Acho uma idéia excelente. O Projeto Memória anterior foi feito sob uma determinada ótica. Espero que o projeto atual seja sob a ótica dos trabalhadores. São os trabalhadores que constróem essa Empresa, que constróem o Brasil, que criam seus próprios filhos. Os trabalhadores geram empregos e, por isso, precisam ser bem remunerados. Essa é a causa do desemprego, porque os trabalhadores estão perdendo seus direitos. Só se resolve o problema do desemprego se remunerar bem os trabalhadores que geram emprego para outros trabalhadores. Nós, na Petrobras, criamos algo muito interessante. Os trabalhadores perderam o medo de expressar o que pensam. Isso está muito valorizado na Petrobras e precisa ser ainda mais valorizado.
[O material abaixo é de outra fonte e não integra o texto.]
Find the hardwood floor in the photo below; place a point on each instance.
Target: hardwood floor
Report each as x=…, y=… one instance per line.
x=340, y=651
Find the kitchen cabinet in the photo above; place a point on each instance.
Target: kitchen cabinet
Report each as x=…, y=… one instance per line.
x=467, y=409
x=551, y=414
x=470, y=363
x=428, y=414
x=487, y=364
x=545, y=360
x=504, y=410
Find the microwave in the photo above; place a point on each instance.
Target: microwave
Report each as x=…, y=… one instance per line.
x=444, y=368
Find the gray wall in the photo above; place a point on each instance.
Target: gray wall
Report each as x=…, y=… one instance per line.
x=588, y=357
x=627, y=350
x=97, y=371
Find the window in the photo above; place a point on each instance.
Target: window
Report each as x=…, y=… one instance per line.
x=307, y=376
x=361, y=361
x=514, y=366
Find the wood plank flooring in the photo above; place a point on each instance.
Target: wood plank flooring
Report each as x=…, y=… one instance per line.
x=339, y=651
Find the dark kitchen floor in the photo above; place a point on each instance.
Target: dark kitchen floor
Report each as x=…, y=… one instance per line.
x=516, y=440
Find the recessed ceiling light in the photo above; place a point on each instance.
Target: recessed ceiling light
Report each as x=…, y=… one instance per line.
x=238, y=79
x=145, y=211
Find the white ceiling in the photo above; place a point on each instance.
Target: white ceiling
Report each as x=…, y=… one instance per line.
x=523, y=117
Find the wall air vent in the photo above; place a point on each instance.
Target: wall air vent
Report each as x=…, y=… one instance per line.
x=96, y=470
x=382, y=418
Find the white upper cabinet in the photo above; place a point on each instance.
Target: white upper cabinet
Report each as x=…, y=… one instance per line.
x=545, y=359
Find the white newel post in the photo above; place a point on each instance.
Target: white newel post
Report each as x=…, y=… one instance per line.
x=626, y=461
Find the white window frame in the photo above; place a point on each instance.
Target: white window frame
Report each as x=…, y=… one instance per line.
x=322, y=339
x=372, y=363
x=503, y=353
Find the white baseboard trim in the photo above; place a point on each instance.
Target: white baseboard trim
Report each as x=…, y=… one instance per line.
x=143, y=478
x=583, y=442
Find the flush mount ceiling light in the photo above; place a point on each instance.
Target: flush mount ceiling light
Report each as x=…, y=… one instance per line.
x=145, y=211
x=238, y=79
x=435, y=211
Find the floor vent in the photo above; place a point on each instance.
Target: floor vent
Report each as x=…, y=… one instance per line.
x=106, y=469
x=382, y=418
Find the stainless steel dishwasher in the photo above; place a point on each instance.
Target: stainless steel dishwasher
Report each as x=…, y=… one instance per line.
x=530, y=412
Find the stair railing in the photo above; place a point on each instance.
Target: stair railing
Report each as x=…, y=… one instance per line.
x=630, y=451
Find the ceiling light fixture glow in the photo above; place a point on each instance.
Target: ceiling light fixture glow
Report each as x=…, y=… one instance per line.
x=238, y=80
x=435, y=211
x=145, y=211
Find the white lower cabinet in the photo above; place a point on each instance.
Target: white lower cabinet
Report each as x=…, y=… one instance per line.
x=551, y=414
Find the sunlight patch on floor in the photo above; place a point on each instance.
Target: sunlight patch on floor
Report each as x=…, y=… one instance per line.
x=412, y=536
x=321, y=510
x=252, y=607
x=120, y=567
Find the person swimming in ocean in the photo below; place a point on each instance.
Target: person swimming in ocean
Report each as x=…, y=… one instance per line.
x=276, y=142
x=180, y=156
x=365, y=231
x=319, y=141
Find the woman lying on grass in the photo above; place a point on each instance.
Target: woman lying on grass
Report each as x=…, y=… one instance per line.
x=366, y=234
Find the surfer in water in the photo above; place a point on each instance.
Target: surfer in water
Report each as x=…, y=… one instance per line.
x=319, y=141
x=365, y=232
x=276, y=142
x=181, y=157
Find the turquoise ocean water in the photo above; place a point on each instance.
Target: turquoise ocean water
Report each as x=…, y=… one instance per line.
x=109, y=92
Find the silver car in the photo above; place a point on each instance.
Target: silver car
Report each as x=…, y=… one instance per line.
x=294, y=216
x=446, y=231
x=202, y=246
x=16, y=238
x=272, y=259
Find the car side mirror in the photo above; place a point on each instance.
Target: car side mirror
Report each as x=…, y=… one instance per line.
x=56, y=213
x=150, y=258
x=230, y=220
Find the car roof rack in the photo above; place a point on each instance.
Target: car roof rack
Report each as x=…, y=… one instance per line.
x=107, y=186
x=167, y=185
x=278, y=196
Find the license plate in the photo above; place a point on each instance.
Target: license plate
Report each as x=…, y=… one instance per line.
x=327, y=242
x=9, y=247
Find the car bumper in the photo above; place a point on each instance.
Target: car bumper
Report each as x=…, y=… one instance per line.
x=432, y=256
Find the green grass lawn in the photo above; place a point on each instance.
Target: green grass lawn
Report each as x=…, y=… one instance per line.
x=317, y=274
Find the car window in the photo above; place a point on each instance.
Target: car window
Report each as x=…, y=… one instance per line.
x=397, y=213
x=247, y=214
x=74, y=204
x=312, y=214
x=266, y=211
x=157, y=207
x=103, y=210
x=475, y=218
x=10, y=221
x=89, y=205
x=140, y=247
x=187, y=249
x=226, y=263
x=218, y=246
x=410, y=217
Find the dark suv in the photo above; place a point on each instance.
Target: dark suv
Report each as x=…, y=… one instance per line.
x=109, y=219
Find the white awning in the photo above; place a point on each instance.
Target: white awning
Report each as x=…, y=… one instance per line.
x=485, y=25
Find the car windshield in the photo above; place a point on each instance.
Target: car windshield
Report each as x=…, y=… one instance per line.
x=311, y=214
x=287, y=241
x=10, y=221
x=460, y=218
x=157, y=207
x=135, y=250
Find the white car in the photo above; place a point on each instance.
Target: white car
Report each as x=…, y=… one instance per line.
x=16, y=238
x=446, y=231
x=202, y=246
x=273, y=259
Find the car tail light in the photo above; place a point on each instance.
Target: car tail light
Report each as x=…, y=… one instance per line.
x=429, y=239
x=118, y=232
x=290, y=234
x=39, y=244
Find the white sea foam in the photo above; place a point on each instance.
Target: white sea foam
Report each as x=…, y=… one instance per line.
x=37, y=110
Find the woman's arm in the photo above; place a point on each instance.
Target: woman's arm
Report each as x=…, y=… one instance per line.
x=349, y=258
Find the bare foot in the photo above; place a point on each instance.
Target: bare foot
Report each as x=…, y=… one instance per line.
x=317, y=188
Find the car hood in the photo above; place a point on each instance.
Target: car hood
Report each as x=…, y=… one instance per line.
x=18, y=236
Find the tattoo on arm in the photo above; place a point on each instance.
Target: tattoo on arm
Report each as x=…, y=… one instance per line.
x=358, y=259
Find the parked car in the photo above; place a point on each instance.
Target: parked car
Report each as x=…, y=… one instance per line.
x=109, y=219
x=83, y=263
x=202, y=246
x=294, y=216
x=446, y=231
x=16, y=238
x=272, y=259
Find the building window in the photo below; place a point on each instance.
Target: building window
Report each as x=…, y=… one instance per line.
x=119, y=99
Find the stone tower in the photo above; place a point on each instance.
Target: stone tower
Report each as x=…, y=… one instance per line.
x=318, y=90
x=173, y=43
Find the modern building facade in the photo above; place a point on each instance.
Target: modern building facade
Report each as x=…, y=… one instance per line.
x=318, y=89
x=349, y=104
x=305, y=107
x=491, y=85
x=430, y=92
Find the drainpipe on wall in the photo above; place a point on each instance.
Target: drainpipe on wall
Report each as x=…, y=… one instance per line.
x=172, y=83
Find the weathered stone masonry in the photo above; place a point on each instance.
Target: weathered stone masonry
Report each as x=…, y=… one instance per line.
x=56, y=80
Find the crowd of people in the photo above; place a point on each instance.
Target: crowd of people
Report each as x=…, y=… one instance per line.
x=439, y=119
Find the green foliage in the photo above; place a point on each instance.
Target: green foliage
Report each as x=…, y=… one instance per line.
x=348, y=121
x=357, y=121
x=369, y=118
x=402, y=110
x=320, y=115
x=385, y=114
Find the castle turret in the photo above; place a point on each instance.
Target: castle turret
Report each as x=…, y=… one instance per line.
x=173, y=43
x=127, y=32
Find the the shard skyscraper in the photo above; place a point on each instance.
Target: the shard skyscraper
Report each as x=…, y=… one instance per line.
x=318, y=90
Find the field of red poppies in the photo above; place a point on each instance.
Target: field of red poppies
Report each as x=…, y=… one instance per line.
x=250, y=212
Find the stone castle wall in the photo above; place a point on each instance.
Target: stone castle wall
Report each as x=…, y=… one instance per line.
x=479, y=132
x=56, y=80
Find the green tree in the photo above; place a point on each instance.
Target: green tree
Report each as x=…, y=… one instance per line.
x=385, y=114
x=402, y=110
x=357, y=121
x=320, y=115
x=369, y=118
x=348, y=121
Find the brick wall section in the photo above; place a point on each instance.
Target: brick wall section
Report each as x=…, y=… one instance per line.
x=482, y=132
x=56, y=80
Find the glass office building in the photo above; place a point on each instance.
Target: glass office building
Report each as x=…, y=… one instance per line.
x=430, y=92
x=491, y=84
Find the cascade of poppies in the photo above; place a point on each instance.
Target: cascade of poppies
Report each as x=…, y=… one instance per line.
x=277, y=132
Não podemos ter medo de expressar o que pensamos. As diferenças são importantes para crescer em qualquer sentido, principalmente da política. A política é uma ferramenta de transformação, apesar de estarem querendo desmoralizá-la, justamente porque ela pode construir um mundo de iguais. É aí que vejo a importância desse Projeto. Colocar a fala dos trabalhadores, apresentar os trabalhadores colocando suas idéias, sem medo nenhum, com coragem. Acho que a contribuição do Projeto Memória, com esse enfoque, trará uma grande transformação, não só dentro da Petrobras, mas em nível nacional. Em nome dos trabalhadores de Sergipe - Alagoas e dos demais petroleiros, agradeço a iniciativa de vocês.